I also tried checking out 133fe1c and have the same issue with getting QMK to build anything from it

 make input_club/ergodox_infinity:default:dfu-util-split-left
QMK Firmware 0.20.6
WARNING: Some git submodules are out of date or modified.
 Please consider running make git-submodule.

Making input_club/ergodox_infinity with keymap default and target dfu-util-split-left

platforms/chibios/platform.mk:102: lib/chibios-contrib/os/common/startup/ARMCMx/compilers/GCC/mk/startup_k20x7.mk: No such file or directory
platforms/chibios/platform.mk:103: lib/chibios/os/common/ports/ARMCMx/compilers/GCC/mk/port_v7m.mk: No such file or directory
platforms/chibios/platform.mk:104: lib/chibios/os/hal/ports/KINETIS/K20x/platform.mk: No such file or directory
platforms/chibios/platform.mk:255: lib/chibios/os/hal/hal.mk: No such file or directory
platforms/chibios/platform.mk:259: lib/chibios/os/rt/rt.mk: No such file or directory
platforms/chibios/platform.mk:261: lib/chibios/os/hal/lib/streams/streams.mk: No such file or directory
make[1]: *** No rule to make target `lib/chibios/os/hal/lib/streams/streams.mk'.  Stop.
make: *** [input_club/ergodox_infinity:default:dfu-util-split-left] Error 1
Make finished with errors
(base) jeffreybecca@jbeccaMBP qmk_firmware % make git-submodule
QMK Firmware 0.20.6
Synchronizing submodule url for 'lib/chibios'
Synchronizing submodule url for 'lib/chibios-contrib'
Synchronizing submodule url for 'lib/googletest'
Synchronizing submodule url for 'lib/lufa'
fatal: No url found for submodule path 'lib/lvgl' in .gitmodules
make: *** [git-submodule] Error 128

Any tips would be appreciated.

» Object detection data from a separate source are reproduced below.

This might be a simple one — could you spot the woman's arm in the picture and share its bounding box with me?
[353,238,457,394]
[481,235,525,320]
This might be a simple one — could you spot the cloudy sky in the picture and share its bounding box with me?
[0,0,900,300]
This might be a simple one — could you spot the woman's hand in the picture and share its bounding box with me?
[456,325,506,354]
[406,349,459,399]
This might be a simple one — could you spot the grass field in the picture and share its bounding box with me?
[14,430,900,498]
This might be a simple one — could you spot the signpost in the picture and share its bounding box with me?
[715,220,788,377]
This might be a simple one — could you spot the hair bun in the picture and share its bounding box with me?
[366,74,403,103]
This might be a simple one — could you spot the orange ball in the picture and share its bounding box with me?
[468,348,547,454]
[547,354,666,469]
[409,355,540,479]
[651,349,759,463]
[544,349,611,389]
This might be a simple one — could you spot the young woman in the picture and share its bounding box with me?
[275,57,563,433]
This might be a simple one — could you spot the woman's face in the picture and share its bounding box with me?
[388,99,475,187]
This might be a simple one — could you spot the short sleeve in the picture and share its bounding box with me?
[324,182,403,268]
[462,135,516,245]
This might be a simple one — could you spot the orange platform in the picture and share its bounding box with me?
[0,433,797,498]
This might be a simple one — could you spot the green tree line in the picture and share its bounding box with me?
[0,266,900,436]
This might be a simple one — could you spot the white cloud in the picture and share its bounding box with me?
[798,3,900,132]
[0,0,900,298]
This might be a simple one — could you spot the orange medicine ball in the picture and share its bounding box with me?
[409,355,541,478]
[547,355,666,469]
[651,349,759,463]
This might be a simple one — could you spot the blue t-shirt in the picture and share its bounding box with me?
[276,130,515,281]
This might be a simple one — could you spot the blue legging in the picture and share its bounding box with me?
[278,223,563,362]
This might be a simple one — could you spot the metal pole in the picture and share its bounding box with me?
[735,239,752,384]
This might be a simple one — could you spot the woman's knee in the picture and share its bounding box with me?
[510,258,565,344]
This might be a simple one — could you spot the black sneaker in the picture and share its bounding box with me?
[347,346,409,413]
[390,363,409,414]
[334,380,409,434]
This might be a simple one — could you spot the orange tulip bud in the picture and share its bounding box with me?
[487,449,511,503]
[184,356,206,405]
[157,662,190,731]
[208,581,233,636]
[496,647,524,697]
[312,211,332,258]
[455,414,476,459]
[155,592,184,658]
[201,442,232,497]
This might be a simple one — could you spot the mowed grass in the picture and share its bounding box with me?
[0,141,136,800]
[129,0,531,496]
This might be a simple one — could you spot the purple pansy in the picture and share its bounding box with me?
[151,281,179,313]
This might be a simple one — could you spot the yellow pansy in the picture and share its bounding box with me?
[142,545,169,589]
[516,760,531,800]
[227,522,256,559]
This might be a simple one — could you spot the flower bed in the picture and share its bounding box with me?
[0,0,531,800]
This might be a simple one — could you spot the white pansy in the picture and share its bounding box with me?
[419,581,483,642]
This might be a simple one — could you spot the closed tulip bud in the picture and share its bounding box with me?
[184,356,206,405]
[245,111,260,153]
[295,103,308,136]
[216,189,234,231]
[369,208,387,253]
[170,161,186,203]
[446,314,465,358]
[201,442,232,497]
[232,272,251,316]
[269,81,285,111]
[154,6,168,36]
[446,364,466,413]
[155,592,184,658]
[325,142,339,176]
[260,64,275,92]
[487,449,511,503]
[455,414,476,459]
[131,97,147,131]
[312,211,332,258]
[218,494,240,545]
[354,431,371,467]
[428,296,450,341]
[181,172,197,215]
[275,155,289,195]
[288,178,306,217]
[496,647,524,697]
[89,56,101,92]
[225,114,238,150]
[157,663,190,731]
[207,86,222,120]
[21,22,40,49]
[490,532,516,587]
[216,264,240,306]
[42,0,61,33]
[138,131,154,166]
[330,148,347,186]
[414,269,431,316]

I just want my keyboard to work again.

fauxpark commented 1 year ago

WARNING: Some git submodules are out of date or modified. Please consider running make git-submodule.

Make sure there are no modifications to the submodules with git status. If there are, remove those folders and try again.

jbecca commented 1 year ago

I was not able to get an old commit working with the QMK CLI tool, but I did (hopefully) fix my keyboard by doing a hard reset on my repo and adding the work around mentioned above to my config.h. If additional testing help is needed before a fix for this makes it to master, I am available.

limitedreality commented 10 months ago

Seeing several commits being pushed lately related to this bug that has one of my keyboards bricked. If it's ready to be tested, let me know and I'm happy to.